DISO – A Diso, la serenità di un borgo di 3mila anime, incastonato nel Tacco d’Italia, ad un passo dall’incanto del mare di Castro e Marittima, Giuseppe Bertolucci cercava la tranquillità. Il regista e sceneggiatore di film che hanno segnato tratti di storia della cinematografia italiana, e, negli ultimi anni anche direttore della Cineteca di Bologna, era malato da tempo e proprio nel Salento s’è spento, nella notte. Il mesto annuncio è stato dato questa mattina, dal fratello Bernardo, con cui ha collaborato spesso, nella vita, e dalla moglie Lucilla Albano, accanto a lui fino all’ultimo. Il regista ha avuto problemi respiratori ed è stato condotto al "Panico" di Tricase, dove, purtroppo, vani sono risultati i tentativi dei medici di salvarlo.

Figlio del poeta Attilio, Giuseppe Bertolucci nacque a Parma il 27 febbraio del 1947, iniziando l’attività proprio accanto al fratello, maggiore di lui di sei anni, nel film “La strategia del ragno” del 1970. La prima pellicola alla quale ha apposto la sua firma, da solo, è stata però “I poveri muoiono prima”, nel 1971. L’hanno dopo ha diretto una produzione televisiva, “Andare e venire”.

Giuseppe Bertolucci, sempre insieme a Bernando e con Franco Arcalli, è stato anche fra gli sceneggiatori del celebre “Novecento”, film presentato fuori concorso al 29° Festival di Cannes, con un corposo cast  di mostri sacri del cinema, fra cui Robert De Niro, Gérard Depardieu, Burt Lancaster, Donald Sutherland, Alida Valli.

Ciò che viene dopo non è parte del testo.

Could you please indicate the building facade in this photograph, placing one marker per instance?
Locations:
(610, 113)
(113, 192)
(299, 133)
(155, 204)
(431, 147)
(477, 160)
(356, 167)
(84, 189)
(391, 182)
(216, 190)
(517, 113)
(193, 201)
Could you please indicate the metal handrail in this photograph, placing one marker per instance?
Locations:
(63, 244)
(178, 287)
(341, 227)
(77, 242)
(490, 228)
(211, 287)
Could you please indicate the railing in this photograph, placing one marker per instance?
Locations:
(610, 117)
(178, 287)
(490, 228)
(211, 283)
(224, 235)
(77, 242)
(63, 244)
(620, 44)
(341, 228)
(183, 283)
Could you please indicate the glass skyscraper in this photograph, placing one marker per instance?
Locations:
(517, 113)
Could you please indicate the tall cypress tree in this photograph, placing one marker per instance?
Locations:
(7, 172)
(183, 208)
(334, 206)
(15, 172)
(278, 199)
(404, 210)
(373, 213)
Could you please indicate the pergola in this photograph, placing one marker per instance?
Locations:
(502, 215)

Giuseppe Bertolucci è anche noto per la collaborazione con il mattatore Roberto Benigni, per cui ha prima scritto il monologo teatrale “Cioni Mario di Gaspare fu Giulia”, quindi diretto il film – proprio da lì tratto “Berlinguer ti voglio bene” del 1977. Simpatizzante in quegli anni del Pci, il partito gli commissionò un’inchiesta interna che ispirò il documentario “Panni sporchi”, “un mix di interviste e racconti intrecciati, sullo sfondo della stazione Centrale di Milano; creò dibattito tra gli intellettuali del Pci, e fu primo premio al Festival dei Popoli di Firenze” (da Wikipedia).

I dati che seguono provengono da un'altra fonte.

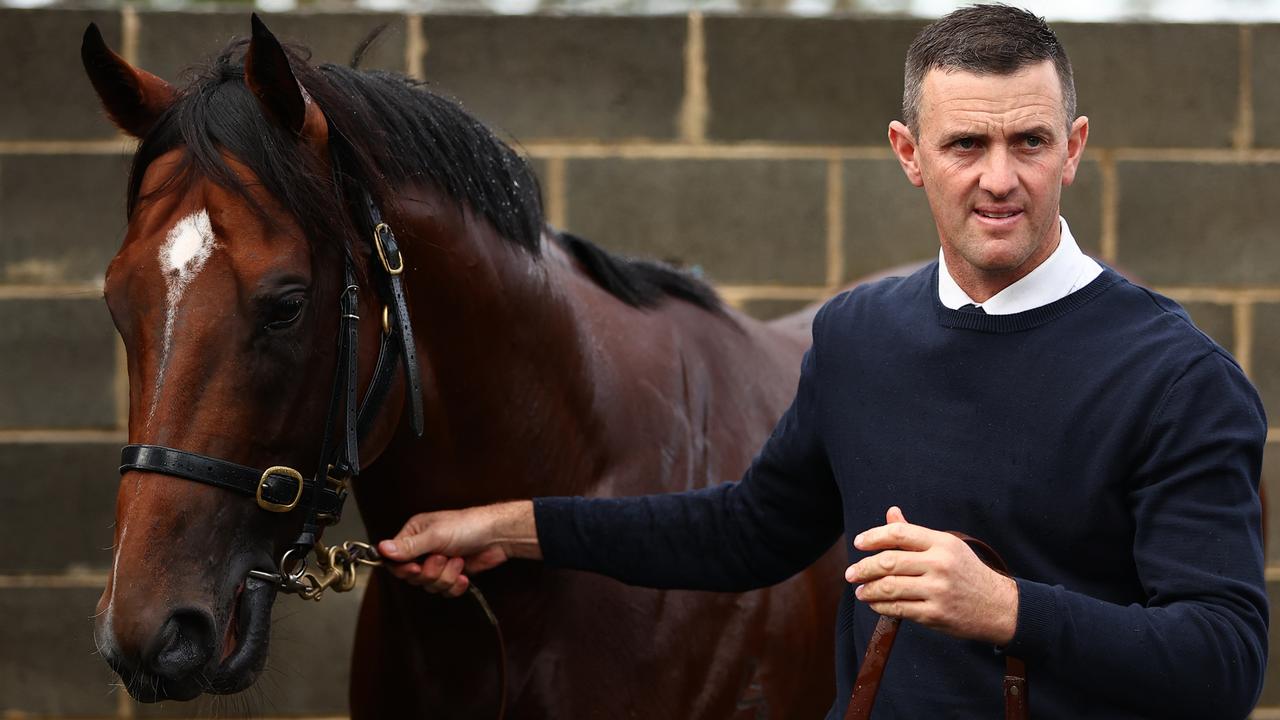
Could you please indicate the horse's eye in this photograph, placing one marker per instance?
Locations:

Con Vincenzo Cerami, nel 1984, ha poi portato al cinema “Segreti segreti”, film con Lina Sastri, Lea Massari, Alida Valli, Stefania Sandrelli, Mariangela Melato, Nicoletta Braschi. Nel 1986 ha diretto “TuttoBenigni” e nel 1988 Diego Abatantuono, Paolo Rossi e Laura Betti nel film “I cammelli”. Risale al 1994 “Troppo sole”, con Sabina Guzzanti mentre con Francesca Neri ha lavorato, nel 1999, nel film “Il dolce rumore della vita”. A Diso, Bertolucci si era trasferito da alcuni anni. Aveva acquistato casa nel pieno centro, in un'antica corte ad una ventina di metri dalla piazza principale. La sua ultima dimora, dopo anni di viaggi in Italia, per raccontarne storia, vizi e virtù con il suo tratto caratteristico.

La camera ardente è stata allestita dall'amministrazione comunale nell'ex convento dei Cappuccini, accanto al municipio. Il fratello Bernardo ha raggiunto Diso in queste ore e si attende l’arrivo di Roberto Benigni.